Lo desconcertante es que en esta situación se sigan lanzando las campanas al vuelo. Algunos de los medios que se tienen por más serios anuncian la inminente consecución de la tan cacareada y hasta ahora fallida “inmunidad de grupo”. Y yo digo que ojalá sea así, y no niego que hay cierta lógica en lo que se nos dice. Pero no puedo evitar recordar que también la había cuando se nos aseguraba que la íbamos a conseguir con el 70 por ciento de la población vacunada. Ya hemos visto que no es así, del mismo modo que también hemos comprobado que haber padecido la enfermedad hace relativamente poco tiempo no está impidiendo la reinfección. ¿Cómo podemos saber que no ocurrirá lo mismo con los contagiados por la variante ómicron dentro de dos o tres meses? Vayamos paso a paso.

Casos leves, consecuencias graves

Miren a su alrededor. ¿Cuántos positivos o sospechosos de serlo tienen cerca, quizá empezando por ustedes mismos? Hablamos de 10.000 contagios diarios entre la CAV y Navarra, y de 100.000 ya en el conjunto del Estado español.
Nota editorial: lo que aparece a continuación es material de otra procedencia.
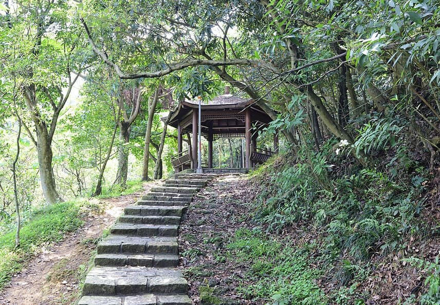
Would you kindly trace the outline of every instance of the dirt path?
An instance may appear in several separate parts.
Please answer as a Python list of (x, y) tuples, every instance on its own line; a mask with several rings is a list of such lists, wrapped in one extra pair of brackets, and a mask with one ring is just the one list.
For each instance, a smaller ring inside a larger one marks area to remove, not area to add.
[[(145, 191), (160, 182), (145, 185)], [(99, 200), (103, 212), (91, 214), (85, 225), (63, 240), (43, 249), (0, 292), (1, 304), (71, 304), (79, 296), (79, 278), (88, 268), (95, 241), (123, 208), (144, 193)]]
No se libra nadie. Políticos, deportistas, actores y actrices, comunicadores y toda suerte de personajes públicos anuncian su diagnóstico en lo que empezó como un goteo y ahora es un torrente que no para de crecer. Incontables actividades dejan de realizarse no ya por precaución o en cumplimiento de las restricciones, sino directamente por imposibilidad material y, sobe todo, humana: quienes deben llevarlas a cabo están tocados por el virus. Hay sectores que no pueden dar servicio y otros a cinco, cuatro, tres, dos, un minuto del colapso, empezando por el sanitario.

Y ahí era donde quería llegar yo porque la gran cantinela de estos días es que la desmesura de la variante ómicron en cuanto a contagios no tiene su reflejo proporcional en ingresos hospitalarios y ocupación de UCI. Pero eso es una verdad a medias, o sea, el peor tipo de mentira. Puede, efectivamente, que no se llenen las camas ni de planta ni de las unidades de críticos con enfermos de covid. Sin embargo, el mero intento de atender a las miles y miles de personas que requieren una prueba y todo lo que ello conlleva tiene ahora mismo prácticamente bloqueado nuestro sistema sanitario público desde su puerta de entrada, que es la atención primaria. Una vez más, los grandes damnificados son quienes sufren patologías distintas del covid, que vuelven a quedarse en el banquillo porque simple y llanamente no hay manos para ocuparse de ellos.